My mom, like many women, battled breast cancer. And, like many women, won that battle. Several years after her victory, though, a malignant lesion was discovered on her lung. Our first thought was that the breast cancer had reared its ugly head for a rematch. When a biopsy determined that the cancerous cells actually originated in the lungs, the diagnosis was one that shocked the entire family: lung cancer. Stage IV lung cancer. My mom had never smoked a cigarette in her life. She had never been exposed to second-hand smoke, as neither her parents nor my father ever smoked. In fact, she detested being around smoke. She was one of the statistics you hear about.
I quickly learned that lung cancer is often not diagnosed until it is in the very late stages. There is no screening for lung cancer as there is for breast, colon, prostate, or a myriad of other cancers. While lesions can be detected from chest x-rays, a simple chest x-ray is not part of a routine physical. I searched for some other way to be vigilant. Are there signs to look for? Yes. Clearing one’s throat. Seriously? Yes. I clear my throat all the time. Should I rush to the doctor demanding a chest x-ray, just in case I have lung cancer? Every time I clear my throat? Maybe… A cough is another sign. Who doesn’t cough and clear their throats? If you have a cough, your first thought is that you probably have a cold, especially if you don’t smoke. Lung cancer is not even on the radar.
The fact is that lung cancer takes more lives than breast, prostate and colon cancers combined. And yet, there is no screening for it. I wonder if that might be because people automatically assume that if you have lung cancer, you must be a smoker and, hey, everyone knows the risks associated with smoking. Number one on that list is, of course: lung cancer. So, you didn’t have to smoke, ya’ know.

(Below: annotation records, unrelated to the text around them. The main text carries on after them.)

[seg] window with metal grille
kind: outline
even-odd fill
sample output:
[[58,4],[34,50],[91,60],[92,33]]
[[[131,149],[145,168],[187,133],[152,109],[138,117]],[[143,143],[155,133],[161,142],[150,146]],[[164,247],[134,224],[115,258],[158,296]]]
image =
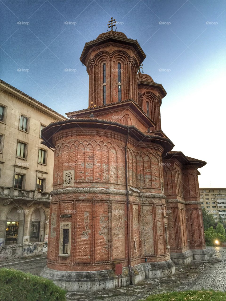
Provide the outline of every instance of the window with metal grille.
[[19,129],[21,131],[27,132],[28,120],[27,117],[23,115],[20,115]]
[[38,162],[42,164],[46,163],[46,151],[39,148],[39,150]]
[[69,229],[63,229],[63,254],[68,253],[69,245]]
[[25,158],[26,157],[26,147],[27,144],[22,142],[18,142],[17,145],[17,157],[20,158]]

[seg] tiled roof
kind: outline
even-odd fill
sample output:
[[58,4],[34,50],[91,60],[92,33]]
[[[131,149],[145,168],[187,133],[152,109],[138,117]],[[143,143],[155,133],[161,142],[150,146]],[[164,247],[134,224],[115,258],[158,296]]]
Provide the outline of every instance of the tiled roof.
[[120,38],[121,39],[128,39],[127,37],[123,33],[122,33],[121,31],[114,31],[113,30],[110,30],[106,33],[101,33],[98,36],[96,40],[103,39],[106,37],[109,36],[115,37],[116,38]]
[[141,73],[140,71],[137,73],[137,83],[140,82],[145,82],[150,84],[155,83],[152,78],[148,74]]

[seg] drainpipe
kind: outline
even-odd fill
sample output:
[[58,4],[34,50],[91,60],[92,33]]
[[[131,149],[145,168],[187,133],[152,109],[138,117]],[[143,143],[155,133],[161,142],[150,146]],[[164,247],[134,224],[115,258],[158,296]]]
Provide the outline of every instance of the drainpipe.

When my mom was diagnosed with breast cancer, her reaction was, “At least I have a popular disease.” This was in keeping with her sense of humor, but also the fact that there is an enormous amount of research being done for the early detection and treatment of breast cancer, as well as many other cancers. But, lung cancer? You’re kind of on your own… And that makes me angry. Angry at the lack of awareness on the part of both the general public and the medical field. Maybe when people realize that we are all vulnerable, we’ll start to see more funds directed toward the early detection of lung cancer. It doesn’t just happen to people who “asked for it.” One thing I did come away with from my mother’s experience: if you gotta’ have a disease, it’s good to be with the “in” crowd.